I recently spent some time enjoying the scenery of the Flinders Ranges. I always find the night skies of this region absolutely stunning! Unfortunately, on this trip, it was close to full moon, so it wasn't at its best for a stargazer like me. On the way home I spent a night in Orroroo in the state's mid-north. I had two reasons for this, the first was my grandfather was born in Black Rock, which is located close to Orroroo – the second was to look at some of the general history of the area.

Before Europeans began to settle in the Orroroo district, it was once home to the Ngadjuri Aboriginal People. The Ngadjuri People have a rich history of art, astronomy and storytelling, in addition to other cultural beliefs and practices, and some of their artworks in the form of petroglyphs (carvings in rock) can easily be found in the town along the Pekina Creek. It is generally accepted that the name "Orroroo" has been derived from the Aboriginal word 'oorama', which means "rendezvous of the magpie", however others believe it to mean "early start."
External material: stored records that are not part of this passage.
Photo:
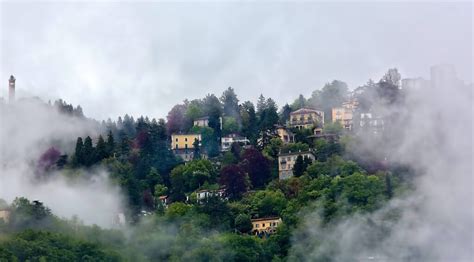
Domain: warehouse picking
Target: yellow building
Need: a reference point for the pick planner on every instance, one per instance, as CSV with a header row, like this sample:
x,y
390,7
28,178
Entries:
x,y
5,215
202,121
184,141
285,135
286,161
306,118
266,225
344,114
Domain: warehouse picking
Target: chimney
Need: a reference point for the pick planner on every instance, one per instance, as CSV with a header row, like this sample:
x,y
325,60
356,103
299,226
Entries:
x,y
11,89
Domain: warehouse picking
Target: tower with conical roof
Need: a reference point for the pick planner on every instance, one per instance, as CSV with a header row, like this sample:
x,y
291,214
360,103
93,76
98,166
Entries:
x,y
11,89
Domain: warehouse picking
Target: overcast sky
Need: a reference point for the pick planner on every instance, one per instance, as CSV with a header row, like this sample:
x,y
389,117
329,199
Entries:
x,y
141,59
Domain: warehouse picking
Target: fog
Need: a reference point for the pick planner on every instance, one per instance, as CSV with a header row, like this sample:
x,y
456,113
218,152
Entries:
x,y
30,127
143,58
434,222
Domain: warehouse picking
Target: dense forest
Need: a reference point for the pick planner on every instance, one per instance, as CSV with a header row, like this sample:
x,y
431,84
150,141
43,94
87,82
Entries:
x,y
346,178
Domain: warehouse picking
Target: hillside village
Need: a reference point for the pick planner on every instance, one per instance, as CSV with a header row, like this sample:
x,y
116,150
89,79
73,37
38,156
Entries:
x,y
248,171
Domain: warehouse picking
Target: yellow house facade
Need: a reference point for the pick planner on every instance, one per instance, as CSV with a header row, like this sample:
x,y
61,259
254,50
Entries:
x,y
202,121
5,215
286,162
306,118
344,114
184,141
285,135
265,225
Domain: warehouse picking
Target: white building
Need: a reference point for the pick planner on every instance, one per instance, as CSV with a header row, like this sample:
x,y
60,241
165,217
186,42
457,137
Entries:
x,y
227,141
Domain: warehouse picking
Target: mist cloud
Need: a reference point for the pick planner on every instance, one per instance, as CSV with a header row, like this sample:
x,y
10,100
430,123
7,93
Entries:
x,y
435,221
28,129
142,58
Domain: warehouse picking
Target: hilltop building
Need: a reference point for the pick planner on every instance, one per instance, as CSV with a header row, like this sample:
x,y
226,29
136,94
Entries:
x,y
286,161
285,134
265,226
5,215
306,118
204,121
372,123
183,145
227,141
344,114
205,193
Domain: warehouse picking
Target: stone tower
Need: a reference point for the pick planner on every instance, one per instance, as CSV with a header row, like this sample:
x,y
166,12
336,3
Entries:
x,y
11,89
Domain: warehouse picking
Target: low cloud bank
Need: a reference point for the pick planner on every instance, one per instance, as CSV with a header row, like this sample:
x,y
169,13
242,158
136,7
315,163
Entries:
x,y
432,223
28,129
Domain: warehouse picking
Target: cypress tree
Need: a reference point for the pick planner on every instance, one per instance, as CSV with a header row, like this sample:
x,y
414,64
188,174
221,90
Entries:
x,y
100,150
78,158
110,144
88,151
298,168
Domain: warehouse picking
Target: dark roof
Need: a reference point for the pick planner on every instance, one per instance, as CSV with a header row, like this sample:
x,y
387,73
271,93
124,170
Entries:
x,y
296,153
202,118
305,110
265,218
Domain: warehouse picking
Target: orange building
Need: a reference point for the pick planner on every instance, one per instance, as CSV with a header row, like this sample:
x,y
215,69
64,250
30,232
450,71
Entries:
x,y
264,225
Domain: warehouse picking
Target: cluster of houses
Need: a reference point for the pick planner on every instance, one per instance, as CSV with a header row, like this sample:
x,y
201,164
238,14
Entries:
x,y
183,145
304,118
351,119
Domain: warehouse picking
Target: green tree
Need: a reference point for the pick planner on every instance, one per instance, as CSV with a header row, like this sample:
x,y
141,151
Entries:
x,y
197,149
243,223
234,180
110,147
249,121
78,158
230,126
285,114
299,167
88,152
100,150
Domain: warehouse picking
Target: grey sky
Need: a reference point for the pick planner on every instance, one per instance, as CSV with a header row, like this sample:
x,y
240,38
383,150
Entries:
x,y
142,58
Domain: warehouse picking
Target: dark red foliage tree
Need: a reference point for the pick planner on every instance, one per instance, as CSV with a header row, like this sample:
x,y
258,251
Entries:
x,y
234,180
257,166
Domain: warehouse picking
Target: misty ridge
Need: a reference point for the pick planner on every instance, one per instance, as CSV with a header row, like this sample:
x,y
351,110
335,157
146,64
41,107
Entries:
x,y
396,186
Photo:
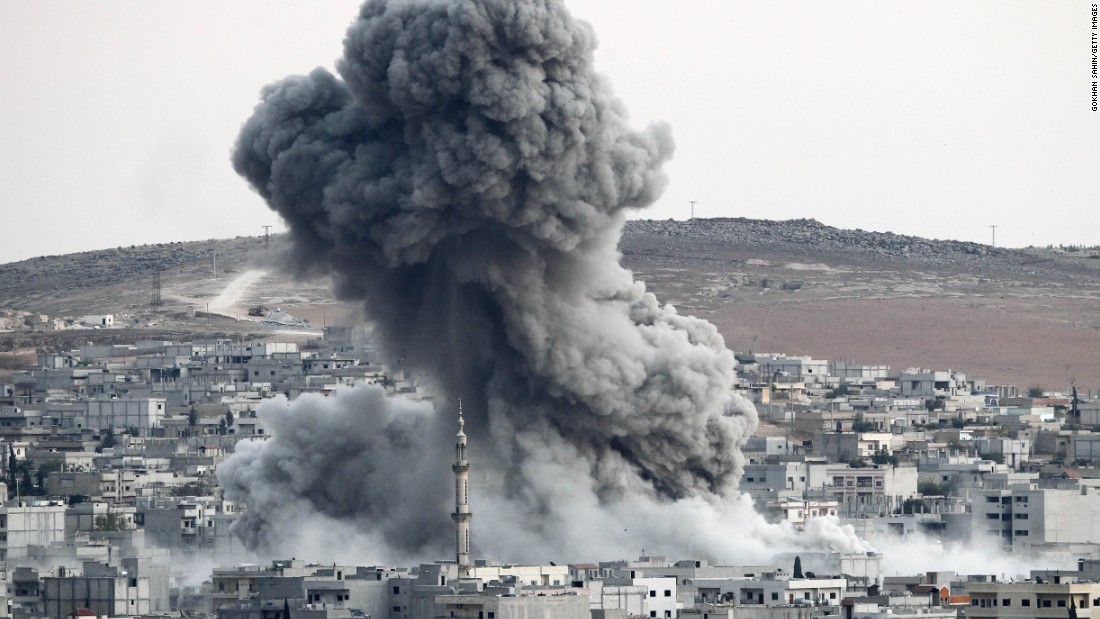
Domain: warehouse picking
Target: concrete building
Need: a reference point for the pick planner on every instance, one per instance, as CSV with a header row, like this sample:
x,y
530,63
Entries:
x,y
1032,599
117,413
1026,518
107,590
773,588
491,605
30,523
462,515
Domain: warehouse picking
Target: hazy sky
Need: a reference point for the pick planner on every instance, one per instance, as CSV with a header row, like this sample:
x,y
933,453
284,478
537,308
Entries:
x,y
937,118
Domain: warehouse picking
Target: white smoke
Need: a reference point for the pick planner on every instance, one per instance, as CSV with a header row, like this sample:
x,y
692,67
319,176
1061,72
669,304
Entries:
x,y
466,178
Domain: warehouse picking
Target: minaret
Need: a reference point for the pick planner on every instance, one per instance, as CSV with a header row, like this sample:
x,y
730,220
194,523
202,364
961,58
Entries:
x,y
462,515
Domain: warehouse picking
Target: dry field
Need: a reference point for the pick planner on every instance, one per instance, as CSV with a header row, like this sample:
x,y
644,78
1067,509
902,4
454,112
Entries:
x,y
1011,317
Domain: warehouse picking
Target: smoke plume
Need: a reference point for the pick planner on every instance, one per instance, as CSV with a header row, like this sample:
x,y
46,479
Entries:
x,y
466,177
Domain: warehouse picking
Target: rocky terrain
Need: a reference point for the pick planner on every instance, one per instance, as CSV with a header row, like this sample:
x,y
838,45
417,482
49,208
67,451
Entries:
x,y
1025,317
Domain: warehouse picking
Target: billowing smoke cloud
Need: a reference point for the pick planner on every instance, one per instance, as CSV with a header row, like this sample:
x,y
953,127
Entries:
x,y
466,177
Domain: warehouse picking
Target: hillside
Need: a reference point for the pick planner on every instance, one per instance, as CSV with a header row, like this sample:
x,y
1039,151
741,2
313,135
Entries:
x,y
1026,317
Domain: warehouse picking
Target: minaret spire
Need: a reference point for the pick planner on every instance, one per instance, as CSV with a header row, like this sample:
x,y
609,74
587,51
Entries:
x,y
461,515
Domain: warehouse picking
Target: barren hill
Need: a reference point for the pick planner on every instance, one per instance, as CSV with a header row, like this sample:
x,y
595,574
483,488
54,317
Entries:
x,y
1025,317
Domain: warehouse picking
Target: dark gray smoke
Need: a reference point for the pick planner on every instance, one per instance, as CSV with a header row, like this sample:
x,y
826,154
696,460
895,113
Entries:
x,y
466,177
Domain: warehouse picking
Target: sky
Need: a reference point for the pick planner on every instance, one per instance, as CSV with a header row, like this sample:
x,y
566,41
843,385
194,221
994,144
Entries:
x,y
938,119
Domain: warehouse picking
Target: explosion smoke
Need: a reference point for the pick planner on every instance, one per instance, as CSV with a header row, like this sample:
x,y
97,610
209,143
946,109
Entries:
x,y
468,180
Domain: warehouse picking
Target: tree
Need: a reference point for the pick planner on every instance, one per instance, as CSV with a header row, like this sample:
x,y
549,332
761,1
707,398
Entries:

Evidence suggests that in the past the Ngadjuri People once lived in larger populations around the mid-north when it was much wetter. For example, 18,000 years ago South Australia was still in the grips of an ice age and evidence suggests that the region would have been far less arid than today with a more plentiful supply of fresh drinking water.

Little has been recorded or passed down about the Dreaming and in particular the stellar beliefs of the Ngadjuri People; however, a number of snippets of how they viewed the nightly dance of stars above have survived. Additionally, there is some crossover in the ways the skies were seen between bordering groups such as the Kaurna on the Adelaide Plains to the south and the Adnyamathanha in the Flinders Ranges to the north.
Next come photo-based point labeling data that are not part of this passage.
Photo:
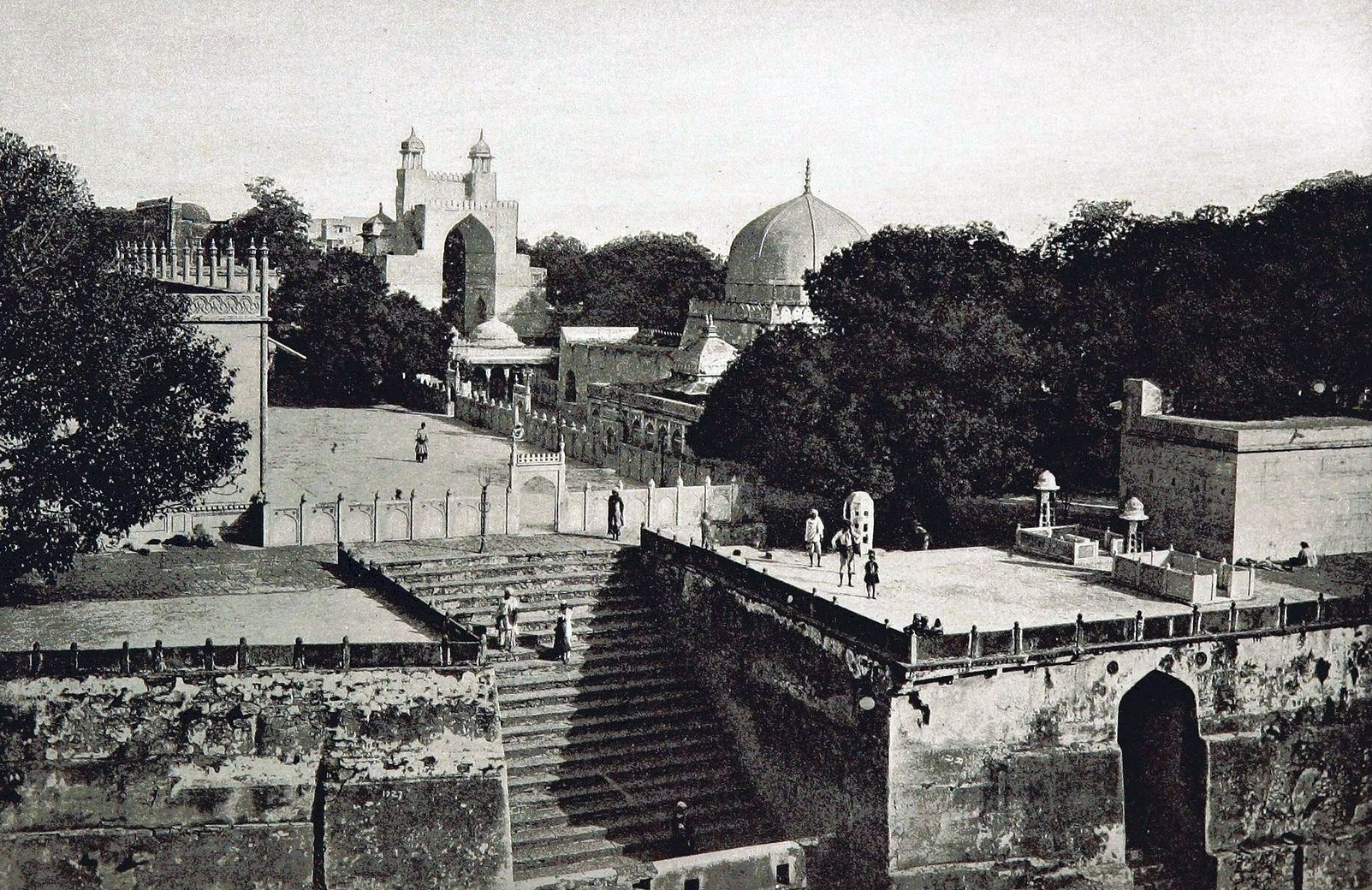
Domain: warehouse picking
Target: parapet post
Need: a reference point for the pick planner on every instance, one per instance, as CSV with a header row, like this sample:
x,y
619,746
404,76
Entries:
x,y
252,265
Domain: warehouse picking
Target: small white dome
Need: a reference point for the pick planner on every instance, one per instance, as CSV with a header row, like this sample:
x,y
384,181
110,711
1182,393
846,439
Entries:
x,y
496,332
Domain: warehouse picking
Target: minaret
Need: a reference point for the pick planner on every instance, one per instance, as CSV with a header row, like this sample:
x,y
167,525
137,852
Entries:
x,y
412,168
480,180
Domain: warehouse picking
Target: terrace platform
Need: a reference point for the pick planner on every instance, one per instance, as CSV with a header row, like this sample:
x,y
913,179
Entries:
x,y
994,589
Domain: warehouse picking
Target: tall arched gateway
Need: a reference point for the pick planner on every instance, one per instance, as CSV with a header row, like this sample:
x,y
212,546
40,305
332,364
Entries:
x,y
470,270
1165,776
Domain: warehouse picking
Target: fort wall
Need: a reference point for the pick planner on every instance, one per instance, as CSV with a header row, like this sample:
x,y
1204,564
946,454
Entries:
x,y
259,778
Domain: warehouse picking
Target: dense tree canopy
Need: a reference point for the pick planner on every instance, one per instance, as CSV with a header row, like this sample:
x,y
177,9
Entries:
x,y
644,280
919,389
359,339
276,218
951,364
114,407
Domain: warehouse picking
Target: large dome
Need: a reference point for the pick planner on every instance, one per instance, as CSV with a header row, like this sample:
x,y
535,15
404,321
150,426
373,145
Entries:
x,y
778,247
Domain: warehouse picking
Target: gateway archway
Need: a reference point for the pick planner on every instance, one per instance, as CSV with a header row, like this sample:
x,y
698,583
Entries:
x,y
1165,776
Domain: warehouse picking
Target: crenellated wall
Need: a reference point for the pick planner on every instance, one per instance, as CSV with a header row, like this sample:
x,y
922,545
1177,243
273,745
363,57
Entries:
x,y
265,780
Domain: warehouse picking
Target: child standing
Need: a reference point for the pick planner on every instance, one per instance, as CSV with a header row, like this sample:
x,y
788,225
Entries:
x,y
871,575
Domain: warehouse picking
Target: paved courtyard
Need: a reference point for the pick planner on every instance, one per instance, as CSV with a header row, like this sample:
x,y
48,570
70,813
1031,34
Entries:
x,y
184,596
988,587
323,452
For example, the Ngadjuri People see the Southern Cross as the claw of the majestic Wedge-tailed Eagle Aquila Audax. Eagles and other Australian Birds feature strongly in many stories told by Indigenous Australians and the Ngadjuri call the Southern Cross Wildu. This belief corresponds with the Adnyamathanha view of this part of the sky, which they call Wildu mandawi. Furthermore, the Lutheran missionaries Clamor Schürmann and Christian Teichelmann who arrived in the Adelaide colony in 1838 had recorded that the Kaurna People also have an eagle in the sky, which Schürmann and Teichelmann spelt as Wilto.

According to Ngadjuri Elder Barney Warrior (1873-1948), in the Dreaming of the Ngadjuri People there was once a camp in the Orroroo district when it was believed that animals were human beings. Wildu the eagle had been out hunting with the crow one day. When they returned from their hunt Wildu had not given the crow a fair share of the food they had collected, so the crow became angry and set a trap so that the eagle would injure his foot by stepping on a sharpened kangaroo bone. The eagle had tried to pursue the crow but never caught up with him. The word for crow is wakala and it is conceivable based on other Aboriginal names around Australia that this may have been the star Canopus in the constellation of Carina. For example, the Boorong name War, and the Boandik Wa, or Wah, all apply to Canopus.
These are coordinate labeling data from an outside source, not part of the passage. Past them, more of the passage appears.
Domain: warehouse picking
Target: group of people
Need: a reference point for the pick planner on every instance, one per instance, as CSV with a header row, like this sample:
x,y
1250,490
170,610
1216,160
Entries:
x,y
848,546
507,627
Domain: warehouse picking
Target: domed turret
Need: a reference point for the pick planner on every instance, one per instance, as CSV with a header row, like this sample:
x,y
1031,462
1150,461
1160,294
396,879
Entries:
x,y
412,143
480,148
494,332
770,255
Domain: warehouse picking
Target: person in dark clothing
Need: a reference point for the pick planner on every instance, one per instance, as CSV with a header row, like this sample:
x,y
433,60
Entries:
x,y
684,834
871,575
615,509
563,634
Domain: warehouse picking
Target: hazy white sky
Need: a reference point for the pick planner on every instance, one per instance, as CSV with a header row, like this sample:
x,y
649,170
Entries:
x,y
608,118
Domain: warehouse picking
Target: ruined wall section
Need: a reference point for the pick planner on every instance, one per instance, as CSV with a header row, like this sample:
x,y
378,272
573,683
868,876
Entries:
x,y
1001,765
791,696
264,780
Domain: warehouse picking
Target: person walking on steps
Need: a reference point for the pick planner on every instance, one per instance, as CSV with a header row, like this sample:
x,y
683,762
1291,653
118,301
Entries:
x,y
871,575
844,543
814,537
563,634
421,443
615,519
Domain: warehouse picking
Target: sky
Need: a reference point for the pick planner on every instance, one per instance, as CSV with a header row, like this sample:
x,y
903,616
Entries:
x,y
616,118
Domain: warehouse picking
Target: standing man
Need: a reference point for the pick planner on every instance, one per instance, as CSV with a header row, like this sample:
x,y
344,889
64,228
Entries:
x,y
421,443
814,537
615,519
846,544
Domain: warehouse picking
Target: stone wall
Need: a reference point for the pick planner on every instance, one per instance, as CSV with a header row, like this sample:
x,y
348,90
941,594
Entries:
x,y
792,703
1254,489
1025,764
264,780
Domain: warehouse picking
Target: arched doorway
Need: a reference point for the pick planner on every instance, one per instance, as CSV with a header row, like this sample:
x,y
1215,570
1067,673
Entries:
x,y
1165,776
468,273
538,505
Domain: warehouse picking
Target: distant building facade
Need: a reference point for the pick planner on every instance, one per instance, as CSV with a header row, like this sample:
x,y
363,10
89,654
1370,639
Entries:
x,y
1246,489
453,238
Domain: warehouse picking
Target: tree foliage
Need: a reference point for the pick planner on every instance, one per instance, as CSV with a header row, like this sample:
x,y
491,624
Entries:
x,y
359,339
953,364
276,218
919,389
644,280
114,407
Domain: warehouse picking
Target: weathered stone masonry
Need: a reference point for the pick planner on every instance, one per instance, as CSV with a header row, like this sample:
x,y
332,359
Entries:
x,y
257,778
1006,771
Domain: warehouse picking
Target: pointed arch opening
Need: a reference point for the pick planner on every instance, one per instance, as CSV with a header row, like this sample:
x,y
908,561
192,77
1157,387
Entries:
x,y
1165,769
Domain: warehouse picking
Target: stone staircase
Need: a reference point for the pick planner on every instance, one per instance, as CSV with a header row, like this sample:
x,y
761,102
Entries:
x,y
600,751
To the Ngadjuri People the band of the Milky Way is known as wali'bari and like the Kaurna and Ramindjeri Peoples to the south, it was seen as a river stretching across the sky (wali or wadli = hut, bari = river or creek). Strewn along the banks of this celestial river are a number of bark huts or as they are commonly referred to throughout Australia wurlies. The term for 'star' in the Ngadjuri language is budli. Furthermore, prominent in southern skies during summer is the Pleiades Cluster. The Pleiades are an open cluster of stars, which are believed to have formed approximately 50-60 million years ago, and are located some 378 light years away from our sun. The Ngadjuri refer to these stars as Bulali.

In addition, the nightly motion of the stars and moon were used as a calendar to monitor the seasons. This was vital to survival in Aboriginal society to assure that they would know which bush foods were available throughout the year, based on the seasonal changes of constellations in the sky. The Ngadjuri People know the moon as Bera and the sun is known as Jandu or Djendu.

With the exception of modern Ngadjuri descendants living in the district, there are few reminders of the people who once lived in this area. However, take a walk down to Pekina Creek and journey back in time to see the 'petroglyphs' left by the earlier inhabitants of the region. These were first recorded by a non-indigenous person in 1959, a Mr H. E. Burrows from the South Australian Museum. The style of art found in Pekina Creek is referred to as 'Panaramitee style' and it is found in many regions around the mid-north of the state. This style of art often includes circles, animal tracks and straight lines. In addition, engraving sites like the one down at Pekina Creek in Orroroo represent a way of passing on knowledge, a way of teaching people where to find water, the food sources in the locality and sometimes relates to the Dreaming stories of the people.